Passou pelo canal e parou, ficou lá apreciando o contraste daquela bunda enorme com aquele short minúsculo, com seus quase 80 anos era a única coisa que lhe restava fazer, depois de um tempo observando seu olhar foi distante, olhava a TV, mas seu pensamento estava em outro lugar, tinha uma aflição no olhar “Será que a morte esqueceu de nós, Elza?” perguntou à sua mulher que simplesmente lhe repreendeu como qualquer senhora conformada e religiosa faria.

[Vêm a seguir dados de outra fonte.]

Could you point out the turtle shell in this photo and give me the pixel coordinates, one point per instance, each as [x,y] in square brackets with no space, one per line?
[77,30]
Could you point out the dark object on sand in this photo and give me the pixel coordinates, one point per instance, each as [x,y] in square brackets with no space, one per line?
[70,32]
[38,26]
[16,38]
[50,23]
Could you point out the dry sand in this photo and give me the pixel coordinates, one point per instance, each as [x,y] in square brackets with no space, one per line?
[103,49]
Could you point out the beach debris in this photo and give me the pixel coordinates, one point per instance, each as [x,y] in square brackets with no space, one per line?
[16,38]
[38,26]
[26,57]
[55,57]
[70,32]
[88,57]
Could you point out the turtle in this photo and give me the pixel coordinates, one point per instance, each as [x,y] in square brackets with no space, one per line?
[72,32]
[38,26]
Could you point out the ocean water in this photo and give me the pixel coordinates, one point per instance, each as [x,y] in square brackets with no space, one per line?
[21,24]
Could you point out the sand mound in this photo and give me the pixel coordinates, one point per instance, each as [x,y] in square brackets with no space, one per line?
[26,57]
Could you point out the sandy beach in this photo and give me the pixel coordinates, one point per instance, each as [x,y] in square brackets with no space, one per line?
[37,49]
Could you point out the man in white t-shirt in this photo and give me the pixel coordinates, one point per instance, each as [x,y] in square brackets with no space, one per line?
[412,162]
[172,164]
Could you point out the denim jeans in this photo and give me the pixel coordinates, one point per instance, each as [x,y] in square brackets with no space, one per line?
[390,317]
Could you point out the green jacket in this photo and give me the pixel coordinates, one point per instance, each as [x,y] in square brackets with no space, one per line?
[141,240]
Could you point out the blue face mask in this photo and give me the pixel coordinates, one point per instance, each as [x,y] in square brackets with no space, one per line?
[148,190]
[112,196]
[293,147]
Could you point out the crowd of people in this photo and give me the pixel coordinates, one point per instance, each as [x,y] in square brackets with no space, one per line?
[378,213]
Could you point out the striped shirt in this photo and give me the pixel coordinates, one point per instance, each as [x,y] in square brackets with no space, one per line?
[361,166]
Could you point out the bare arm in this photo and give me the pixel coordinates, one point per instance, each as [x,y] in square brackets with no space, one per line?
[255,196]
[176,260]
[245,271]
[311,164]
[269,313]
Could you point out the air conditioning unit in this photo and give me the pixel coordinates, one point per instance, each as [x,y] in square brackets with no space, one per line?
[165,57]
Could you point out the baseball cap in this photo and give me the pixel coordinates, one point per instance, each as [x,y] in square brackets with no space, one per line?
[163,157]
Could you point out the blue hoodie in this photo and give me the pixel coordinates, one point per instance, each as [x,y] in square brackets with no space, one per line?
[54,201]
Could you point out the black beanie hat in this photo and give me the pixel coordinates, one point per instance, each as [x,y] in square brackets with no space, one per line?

Ulisses, porém não era conformado, e naquele momento havia se dado conta que a vida não fazia mais sentido, se sentia como alguém que passou as férias inteiras sem fazer nada e quis viajar no ultimo dia. Ele que diversas vezes deu uma pausa em seus planos, percebeu que o tempo nunca deu pausas, aos 20 anos achava que tudo era distante, mas segundo a segundo foi consumido pelo tempo. Sequer percebeu isso, simplesmente acordou e um dia e nem o velho tesão do mijo tinha mais, o que sobrou foi a memória de ter desperdiçado toda a existência num casamento sem-graça, num empreguinho medíocre e tendo como máxima aventura as festas infantis dos familiares.

A vida inteira fazendo planos, procurando rumos, pra no fim perceber que nunca houve um rumo, lamenta não ter fé pra acreditar no Paraíso, assim poderia manter a esperança do bom Deus lhe dar uma segunda chance.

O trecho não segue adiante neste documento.